Au bout de trois semaines, le 4 juin, nous arrivons enfin à Saint-Domingue. Nous déchargeons les marchandises, puis nous nous approvisionnons en nourriture et en eau douce. Le Capitaine et son second inspectent minutieusement le navire et font réparer les quelques avaries causées par la tempête. Il ne fait aucun doute, La Sainte-Sophie est de bonne facture et continuera de fendre les flots, le pavillon royal flottant fièrement au vent, encore très longtemps.
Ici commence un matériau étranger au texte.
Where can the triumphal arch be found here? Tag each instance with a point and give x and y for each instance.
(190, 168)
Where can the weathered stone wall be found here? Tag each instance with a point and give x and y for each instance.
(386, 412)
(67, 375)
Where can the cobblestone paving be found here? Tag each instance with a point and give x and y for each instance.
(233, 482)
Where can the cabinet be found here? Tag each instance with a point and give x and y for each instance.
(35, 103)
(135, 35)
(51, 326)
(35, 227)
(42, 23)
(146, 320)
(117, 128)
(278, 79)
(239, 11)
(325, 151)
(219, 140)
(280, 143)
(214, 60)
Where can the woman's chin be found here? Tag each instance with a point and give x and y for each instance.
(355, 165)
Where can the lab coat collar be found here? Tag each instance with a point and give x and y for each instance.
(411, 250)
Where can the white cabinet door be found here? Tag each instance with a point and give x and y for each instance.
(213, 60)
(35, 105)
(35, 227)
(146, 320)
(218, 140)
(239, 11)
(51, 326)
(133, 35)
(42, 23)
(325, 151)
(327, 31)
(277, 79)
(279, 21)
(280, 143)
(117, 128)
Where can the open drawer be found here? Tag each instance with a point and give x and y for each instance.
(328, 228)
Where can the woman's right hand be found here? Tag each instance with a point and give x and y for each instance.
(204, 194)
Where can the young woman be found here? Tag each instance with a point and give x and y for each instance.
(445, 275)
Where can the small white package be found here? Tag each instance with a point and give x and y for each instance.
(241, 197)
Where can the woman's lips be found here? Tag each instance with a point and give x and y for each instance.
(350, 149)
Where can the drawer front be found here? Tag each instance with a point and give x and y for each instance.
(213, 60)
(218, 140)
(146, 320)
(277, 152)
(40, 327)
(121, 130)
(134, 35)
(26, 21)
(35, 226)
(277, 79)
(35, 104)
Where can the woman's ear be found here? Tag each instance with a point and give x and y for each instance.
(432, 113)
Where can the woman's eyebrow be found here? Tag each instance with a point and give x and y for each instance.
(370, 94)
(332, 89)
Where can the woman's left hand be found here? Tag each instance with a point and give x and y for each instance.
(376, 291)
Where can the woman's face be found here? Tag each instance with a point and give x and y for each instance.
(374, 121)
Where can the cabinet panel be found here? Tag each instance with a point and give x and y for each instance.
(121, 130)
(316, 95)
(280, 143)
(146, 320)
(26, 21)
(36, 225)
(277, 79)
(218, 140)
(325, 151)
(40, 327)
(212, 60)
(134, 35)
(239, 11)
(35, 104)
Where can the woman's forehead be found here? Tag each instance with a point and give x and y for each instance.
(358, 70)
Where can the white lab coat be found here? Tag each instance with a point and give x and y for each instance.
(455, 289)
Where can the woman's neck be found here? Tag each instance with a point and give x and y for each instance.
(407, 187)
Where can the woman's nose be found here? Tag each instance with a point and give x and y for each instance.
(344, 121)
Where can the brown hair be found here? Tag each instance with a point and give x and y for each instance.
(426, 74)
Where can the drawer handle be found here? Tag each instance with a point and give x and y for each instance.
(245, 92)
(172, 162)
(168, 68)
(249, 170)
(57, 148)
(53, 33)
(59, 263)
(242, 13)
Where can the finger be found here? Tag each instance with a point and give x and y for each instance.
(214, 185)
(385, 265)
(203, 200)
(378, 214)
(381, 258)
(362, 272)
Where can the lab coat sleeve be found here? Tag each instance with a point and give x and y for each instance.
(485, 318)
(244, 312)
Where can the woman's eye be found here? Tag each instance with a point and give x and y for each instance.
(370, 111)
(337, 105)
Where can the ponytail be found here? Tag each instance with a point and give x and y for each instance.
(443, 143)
Au matin, nous finissons par nous procurer des produits exotiques comme du sucre, du café, de l’indigo, du tabac et du coton.
La longue route du retour commence alors et suis très excité à l’idée de revoir ma famille et ma maison. Je me prends à repenser au sonnet de Joachim du Bellay : « Heureux qui, comme Ulysse a fait un beau voyage / Ou comme cestui-là qui conquit la toison / Et puis est retourné plein d’usage et raison / Vivre entre ses parents le reste de son âge ! ». Je suis comme le poète se languissant de son petit village. Mais il s’en fallut d’un rien pour que je ne revisse jamais « le clos de ma pauvre maison » car sans prévenir, une poutre qui était accrochée à la voile, cède au moment où je passe. Me voilà avec une jambe facturée et je dois alors rester couché jusqu’à ce que nous arrivions. Après un total de cinq mois de mer, La Rochelle apparaît enfin à l’horizon. Le déchargement du navire commence immédiatement. Les produits exotiques sont réceptionnés par les négociants qui les redistribueront dans toute l’Europe. Les fourrures iront quant à elles en direction de Niort où les artisans chamoiseurs pourront les travailler et les vendre sur les marchés français et européen. Toujours blessé, je dois me contenter d’une charrette pour revenir à Saint-Jean-d’Angély et y retrouver les miens.